A notable lack of technical expertise has also invaded the sales arena of renewable energy materials. I know that not everyone is interested in numbers, but it seems something other than vague concepts of benefit and easily manipulated statistics should be at hand when an innovative idea is offered up. I’m not speaking of knowledge of product on a molecular level, but I would expect more than to have a tape measure produced in response to a query about solar array size… or a voltage meter in response to the clarification that wattage was my interest. I suppose that buying a solar array to replace energy formerly schlepped aboard or to provide comforts focuses one’s interest on what the product can achieve. I’m reminded of a shop front in Brooklyn which installed solar panels on their sun awning. The two that are installed directly under a fire escape equal my entire array, yet will never produce a Watt. Their only achievement is to advertise the good intentions of the shop owner. Yet their cost in human and fossil energy to come into existence was the same as those which would give back for 20 years and more. To me they represent, like the ill informed purveyor, how many false starts a good idea must survive before it provides the service for which it was designed.

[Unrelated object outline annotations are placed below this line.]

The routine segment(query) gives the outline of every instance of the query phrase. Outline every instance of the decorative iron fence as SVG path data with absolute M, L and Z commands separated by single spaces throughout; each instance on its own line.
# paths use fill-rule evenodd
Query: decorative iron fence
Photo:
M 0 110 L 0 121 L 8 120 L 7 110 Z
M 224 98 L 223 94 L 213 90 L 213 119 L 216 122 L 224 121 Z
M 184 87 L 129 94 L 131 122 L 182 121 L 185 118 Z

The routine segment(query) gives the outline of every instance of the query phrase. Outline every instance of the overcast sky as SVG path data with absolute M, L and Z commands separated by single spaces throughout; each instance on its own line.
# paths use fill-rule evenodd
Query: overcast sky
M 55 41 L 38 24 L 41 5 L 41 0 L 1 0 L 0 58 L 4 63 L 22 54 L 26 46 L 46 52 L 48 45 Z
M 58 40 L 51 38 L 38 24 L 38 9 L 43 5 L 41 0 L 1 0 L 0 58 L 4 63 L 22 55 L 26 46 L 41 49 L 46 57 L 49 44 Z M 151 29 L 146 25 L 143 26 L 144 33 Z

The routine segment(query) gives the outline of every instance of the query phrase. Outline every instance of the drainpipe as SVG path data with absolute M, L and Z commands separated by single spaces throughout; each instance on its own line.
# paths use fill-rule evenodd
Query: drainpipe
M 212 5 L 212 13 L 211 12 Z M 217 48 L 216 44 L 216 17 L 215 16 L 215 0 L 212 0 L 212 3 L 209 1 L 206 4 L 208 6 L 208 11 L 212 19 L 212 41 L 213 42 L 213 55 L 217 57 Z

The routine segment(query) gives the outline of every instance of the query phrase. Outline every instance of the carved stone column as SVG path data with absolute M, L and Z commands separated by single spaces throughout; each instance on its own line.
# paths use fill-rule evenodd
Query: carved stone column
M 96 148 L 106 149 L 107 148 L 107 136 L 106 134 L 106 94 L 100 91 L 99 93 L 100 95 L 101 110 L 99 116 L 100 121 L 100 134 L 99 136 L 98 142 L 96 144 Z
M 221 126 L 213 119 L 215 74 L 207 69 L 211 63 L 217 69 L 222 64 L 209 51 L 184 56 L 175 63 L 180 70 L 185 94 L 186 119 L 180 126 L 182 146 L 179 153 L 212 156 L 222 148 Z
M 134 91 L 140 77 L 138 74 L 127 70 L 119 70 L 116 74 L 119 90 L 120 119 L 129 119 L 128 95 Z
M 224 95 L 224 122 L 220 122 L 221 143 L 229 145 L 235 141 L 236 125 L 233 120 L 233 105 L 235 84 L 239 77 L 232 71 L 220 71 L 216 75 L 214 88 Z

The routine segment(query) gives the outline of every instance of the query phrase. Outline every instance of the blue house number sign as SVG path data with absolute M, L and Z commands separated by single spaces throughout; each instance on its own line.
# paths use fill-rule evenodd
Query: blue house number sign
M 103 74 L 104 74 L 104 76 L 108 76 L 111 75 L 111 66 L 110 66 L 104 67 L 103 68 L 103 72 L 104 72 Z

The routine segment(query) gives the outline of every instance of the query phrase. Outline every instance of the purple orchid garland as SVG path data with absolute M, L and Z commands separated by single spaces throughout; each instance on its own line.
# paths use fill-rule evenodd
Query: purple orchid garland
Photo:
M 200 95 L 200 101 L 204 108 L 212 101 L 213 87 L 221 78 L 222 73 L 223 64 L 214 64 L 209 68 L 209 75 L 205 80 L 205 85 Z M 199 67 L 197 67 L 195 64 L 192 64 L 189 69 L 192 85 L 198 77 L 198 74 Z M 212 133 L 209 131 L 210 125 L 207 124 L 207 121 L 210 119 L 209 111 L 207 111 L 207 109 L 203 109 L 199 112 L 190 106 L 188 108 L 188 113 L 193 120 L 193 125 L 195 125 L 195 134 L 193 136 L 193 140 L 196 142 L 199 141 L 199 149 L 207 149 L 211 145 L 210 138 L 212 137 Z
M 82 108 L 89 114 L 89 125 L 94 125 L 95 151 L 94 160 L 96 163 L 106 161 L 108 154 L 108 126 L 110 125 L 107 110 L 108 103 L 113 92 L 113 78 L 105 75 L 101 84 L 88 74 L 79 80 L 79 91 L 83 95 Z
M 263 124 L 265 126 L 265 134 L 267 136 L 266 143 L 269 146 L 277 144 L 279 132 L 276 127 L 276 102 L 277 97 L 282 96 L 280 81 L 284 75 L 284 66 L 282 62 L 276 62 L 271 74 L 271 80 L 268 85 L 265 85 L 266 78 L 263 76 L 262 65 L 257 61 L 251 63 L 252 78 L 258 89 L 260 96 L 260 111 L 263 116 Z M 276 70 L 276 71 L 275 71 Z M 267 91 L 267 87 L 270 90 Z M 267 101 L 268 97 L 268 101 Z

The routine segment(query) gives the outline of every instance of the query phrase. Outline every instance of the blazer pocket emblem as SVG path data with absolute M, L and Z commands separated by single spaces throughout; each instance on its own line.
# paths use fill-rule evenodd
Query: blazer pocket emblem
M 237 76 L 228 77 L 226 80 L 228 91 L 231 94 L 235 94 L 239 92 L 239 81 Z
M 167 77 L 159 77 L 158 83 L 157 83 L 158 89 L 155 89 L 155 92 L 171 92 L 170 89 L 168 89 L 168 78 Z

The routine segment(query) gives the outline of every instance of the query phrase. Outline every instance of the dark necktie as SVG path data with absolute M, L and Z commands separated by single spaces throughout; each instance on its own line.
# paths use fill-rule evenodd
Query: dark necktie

It was inspiring to meet and talk to lots of folks who want to learn how to do something, regardless of what it is, to lessen impact. But it was equally disconcerting to find still a large number who would reject solutions that required them to do something. Yes, a composting toilet requires more direct responsibility than the flip of a lever. There is a price to be paid in personal energy if society is going to be relieved of expenditure of other forms of energy. The lesson was that it’s still a long road to the realization that we will need to ratchet down expectations of convenience to truly make a difference. Again, I feel fortunate to have made choices many years ago that make convenience a gift and not a birthright to me. As the great sailor and mountaineer Bill Tillman said, “One cannot miss what one has not become accustomed to.”

There was a miracle machine truck that supposedly ran on garbage on display. I hope I’m mistaken, but the vague and general process explanation, coupled with the maze of PVC pipes masking taped together and spray painted flat black, screamed of snake-oil to me. I have been called a harsh critic, but the utterance of even one phrase familiar from my thermal dynamics classes would have granted the benefit of doubt. Instead I could not get the image of the crystal-ball wielding carpetbagger from the “Wizard of Oz” out of my mind.

I liked the fuel cell hotrod. Here was a working application of the early phase of a promising concept in a package to grab the attention of a boy of any age. Its huge bank of batteries, though, were a reminder that we still really don’t have a clue how to store energy unless it is in the form of fossil fuel. As well, our appetites for energy are poorly suited to the slow and steady production of renewable sources after a century of taking for granted the instantaneous and large energy release of petroleum sources.

There were many, many other ideas and concepts present. There were also many people present who genuinely wanted to find inspiration to move in the right direction, and I’m certain, some who did find it. For me the question arriving and leaving was the same. How can one life’s experiment with finding balance and a form of sustainability, albeit in a unique choice of setting (living afloat) be carried ashore to help land based folk in their quest for similar solutions? I guess the answer is just to get out there and connect and hope to eventually find the sort of collaboration that opens doors.

Lest those living in (fiber) glass houses be accused of throwing stones, I will admit to copping out, staying late for the best of the entertainment venue, and bumming a lift home in a fossil burner!